Thursday, May 10, 2012

Lost, Found, and In Between

(Big doin's around the compound lately: Buddy, the Emergency Backup Cat, went missing for nearly three days.  We had adopted Buddy from the local animal shelter for no apparent reason.  How many cats do you need?  [answer 0]  The wife had her two ancient cats Rutger and Alex for many years, but the Boy wanted his own so in spite of all my carefully thought out reasons for not getting another cat [i.e.: "over my dead body"] Buddy became a member of the family about three years ago.

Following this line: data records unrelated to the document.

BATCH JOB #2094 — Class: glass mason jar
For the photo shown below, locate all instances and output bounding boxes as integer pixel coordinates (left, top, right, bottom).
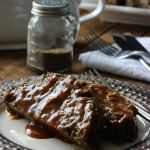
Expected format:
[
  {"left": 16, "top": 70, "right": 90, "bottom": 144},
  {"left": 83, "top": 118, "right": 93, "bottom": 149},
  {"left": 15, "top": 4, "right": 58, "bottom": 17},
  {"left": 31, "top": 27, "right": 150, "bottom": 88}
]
[{"left": 27, "top": 0, "right": 78, "bottom": 73}]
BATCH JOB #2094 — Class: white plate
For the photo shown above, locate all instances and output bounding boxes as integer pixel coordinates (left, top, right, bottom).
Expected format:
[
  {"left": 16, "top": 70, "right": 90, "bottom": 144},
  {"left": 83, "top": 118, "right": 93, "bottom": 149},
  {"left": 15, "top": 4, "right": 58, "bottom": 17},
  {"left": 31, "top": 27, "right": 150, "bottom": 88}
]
[{"left": 0, "top": 79, "right": 150, "bottom": 150}]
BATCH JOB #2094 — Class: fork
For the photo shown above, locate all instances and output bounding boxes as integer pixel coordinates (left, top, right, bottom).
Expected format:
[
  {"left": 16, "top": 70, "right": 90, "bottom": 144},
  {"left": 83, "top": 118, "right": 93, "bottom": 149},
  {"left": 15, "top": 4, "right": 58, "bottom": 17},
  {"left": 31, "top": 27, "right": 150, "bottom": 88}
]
[
  {"left": 79, "top": 69, "right": 150, "bottom": 123},
  {"left": 82, "top": 32, "right": 150, "bottom": 71}
]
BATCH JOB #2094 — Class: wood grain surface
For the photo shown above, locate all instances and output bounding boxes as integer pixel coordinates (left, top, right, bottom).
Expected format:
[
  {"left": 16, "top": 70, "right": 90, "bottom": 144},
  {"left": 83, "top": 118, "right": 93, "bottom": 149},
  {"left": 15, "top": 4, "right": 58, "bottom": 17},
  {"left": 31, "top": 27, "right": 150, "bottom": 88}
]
[{"left": 0, "top": 10, "right": 150, "bottom": 89}]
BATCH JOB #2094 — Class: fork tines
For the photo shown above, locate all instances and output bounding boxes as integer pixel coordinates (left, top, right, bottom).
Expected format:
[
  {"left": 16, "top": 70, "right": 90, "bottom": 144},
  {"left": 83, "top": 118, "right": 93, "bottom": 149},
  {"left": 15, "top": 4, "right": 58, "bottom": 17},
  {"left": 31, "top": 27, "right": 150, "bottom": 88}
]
[{"left": 82, "top": 32, "right": 121, "bottom": 56}]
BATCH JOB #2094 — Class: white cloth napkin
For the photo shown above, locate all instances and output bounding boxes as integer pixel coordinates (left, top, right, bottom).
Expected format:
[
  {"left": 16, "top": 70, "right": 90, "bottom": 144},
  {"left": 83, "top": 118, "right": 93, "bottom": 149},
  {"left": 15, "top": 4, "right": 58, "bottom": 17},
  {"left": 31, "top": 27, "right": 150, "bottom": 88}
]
[{"left": 79, "top": 37, "right": 150, "bottom": 82}]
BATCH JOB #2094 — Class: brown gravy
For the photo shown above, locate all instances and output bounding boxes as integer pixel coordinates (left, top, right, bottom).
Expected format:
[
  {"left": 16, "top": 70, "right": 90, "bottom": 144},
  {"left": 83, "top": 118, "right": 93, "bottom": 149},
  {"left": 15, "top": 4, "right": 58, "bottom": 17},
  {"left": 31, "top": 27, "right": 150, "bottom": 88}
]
[
  {"left": 25, "top": 122, "right": 55, "bottom": 139},
  {"left": 6, "top": 109, "right": 23, "bottom": 120}
]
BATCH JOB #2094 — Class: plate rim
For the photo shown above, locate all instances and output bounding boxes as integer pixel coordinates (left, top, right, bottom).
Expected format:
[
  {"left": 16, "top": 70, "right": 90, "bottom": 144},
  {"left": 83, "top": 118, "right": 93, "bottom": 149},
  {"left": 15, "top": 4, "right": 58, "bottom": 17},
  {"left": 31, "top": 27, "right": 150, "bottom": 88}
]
[{"left": 0, "top": 74, "right": 150, "bottom": 150}]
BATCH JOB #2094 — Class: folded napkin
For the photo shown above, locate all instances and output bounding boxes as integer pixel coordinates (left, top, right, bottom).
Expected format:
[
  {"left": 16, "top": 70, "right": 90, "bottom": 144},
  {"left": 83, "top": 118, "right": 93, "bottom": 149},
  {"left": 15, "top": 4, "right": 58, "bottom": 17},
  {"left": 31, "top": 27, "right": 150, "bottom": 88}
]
[{"left": 79, "top": 37, "right": 150, "bottom": 82}]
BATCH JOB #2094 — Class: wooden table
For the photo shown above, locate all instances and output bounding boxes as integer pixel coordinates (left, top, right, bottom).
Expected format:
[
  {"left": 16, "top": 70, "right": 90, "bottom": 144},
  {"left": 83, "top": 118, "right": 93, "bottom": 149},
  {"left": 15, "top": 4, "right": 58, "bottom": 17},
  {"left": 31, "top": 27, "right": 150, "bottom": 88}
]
[{"left": 0, "top": 10, "right": 150, "bottom": 89}]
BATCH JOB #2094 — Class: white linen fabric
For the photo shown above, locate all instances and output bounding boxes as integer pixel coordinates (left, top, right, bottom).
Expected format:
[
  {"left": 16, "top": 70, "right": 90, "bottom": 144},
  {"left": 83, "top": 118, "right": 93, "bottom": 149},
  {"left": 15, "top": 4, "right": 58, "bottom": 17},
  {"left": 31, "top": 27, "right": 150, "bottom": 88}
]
[{"left": 79, "top": 37, "right": 150, "bottom": 82}]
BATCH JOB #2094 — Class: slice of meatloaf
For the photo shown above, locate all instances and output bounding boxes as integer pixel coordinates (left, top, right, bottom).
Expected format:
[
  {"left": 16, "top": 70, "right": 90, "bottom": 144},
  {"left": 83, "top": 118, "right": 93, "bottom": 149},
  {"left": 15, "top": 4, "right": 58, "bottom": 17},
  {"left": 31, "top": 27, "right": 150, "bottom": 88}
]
[
  {"left": 82, "top": 82, "right": 138, "bottom": 144},
  {"left": 4, "top": 73, "right": 105, "bottom": 150}
]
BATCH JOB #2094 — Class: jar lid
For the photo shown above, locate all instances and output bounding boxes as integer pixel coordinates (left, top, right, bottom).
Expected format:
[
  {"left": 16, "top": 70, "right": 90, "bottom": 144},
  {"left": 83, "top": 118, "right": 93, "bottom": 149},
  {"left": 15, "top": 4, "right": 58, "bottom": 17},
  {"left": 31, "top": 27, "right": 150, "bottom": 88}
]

Now, cats normally aren't known for their intelligence.  We refer to Alex, weight 20 lbs, as "25 watt."  You know, "Dim Bulb?"  And in the case of sheer feline stupidity, Buddy doesn't disappoint.  But he always seemed to remember where he lived after being out in the backyard for several hours, so I didn't worry about him too much.  He's a young large, strong, male domestic shorthair tabby and he seems to rule the network of neighborhood cats with sheer stupid rudeness.  At the first of the week he didn't show up at the back door for his usual feeding, and for the next couple of days there was no sight of him regardless of all our efforts at calling him home.  Day and night the three of us entertained the neighborhood residences with hallelujah choruses of "heeere kitty kitty kitty buddybuddybuddy" to no avail.  Boy was very upset and getting worse, so we went back to the local animal shelter where we'd gotten him to see if someone had turned him in for the deposit [bad joke]. Nothing.  Finally last night, when I was just beginning to have hope [bad joke #2], the elderly next door neighbor called and asked "you lookin' fer Buddy?"  Seems our little feline Einstein had gotten into a storage area in the back of the neighbor's garage and was too scared to come out where they could get him.  Boy went into the garage and called for him, and Buddy practically flew into his arms.  So the idiot cat is safe and sound, has eaten over half a large bag of cat food, and slept in the Boy's bed all night last night.  Awww.  I hate cats.  But I digress ... )
  • Actually, at my age things like having a cat missing is rather comforting in a randomly usual way.  Life in the neighborhood situation is predictable - the garbage is picked up on Thursdays, the mailman gets here around 11AM, the doorbell makes the dog bark, etc.  What makes life fun and exciting are things like Michele Bachmann suddenly becoming a Swiss citizen.  Didn't see THAT one coming, did ya?
  • There's a hilarious website called "Live Funny or Die" that posts outrageous videos to lampoon life's little silly things.  In this one, Kate Beckinsale, Judy Greer and Andrea Savage "spread" the message that the one thing women really want in their vagina is the government.  Ohgawd, this is good.
  • Say what you will about President Obama (and we know that you will), he eventually gets around to trying to say the right thing.  It started with our favorite Vice-President, Joe "Shecky" Biden who actually stood up for his convictions and stated his support for equal rights for gay marriage.  And this statement apparently nudged the President into saying the same thing.  Or did it?  Common Dreams posts a report by Robert Scheer, There is enormous condescension in Obama’s assertion that “I’ve always been adamant that gay and lesbian Americans should be treated fairly and equally.”
  • Jonah Goldburg is the founding editor of the National Review Online, about as ultra conservative as one can get without being institutionalized in a mental facility.  Apparently Jonah has learned how to pad a resume' from Bill O'Reilly, who once famously listed his two non-existant "Peabody Awards" on a book blurb.  Goldburg says he's been "nominated twice for a Pulitzer Award."  Yeah, and so have I.  MSNBC investigative reporter Bill Dedman reports.
  • And finally, let's check in with the Romney campaign.  As we left the Mittstir he was stating quite concisely in a New York Times editorial that we should let "Let Detroit Go Bankrupt." Okay.  Well, fortunately, President Obama didn't do that, he bailed them out, and now the auto industry is fired up and working well.  But guess who's taking credit for the whole thing?  Yeah, guess.

1 comment:

Montag said...

Mr. Goldberg actually has a faulty memory, for he was nominated for the Nobel Prize in Literature, not the Pulitzer.

It is rumored that the Nobel Committee may give him some sort of lifetime achievement award one of these years.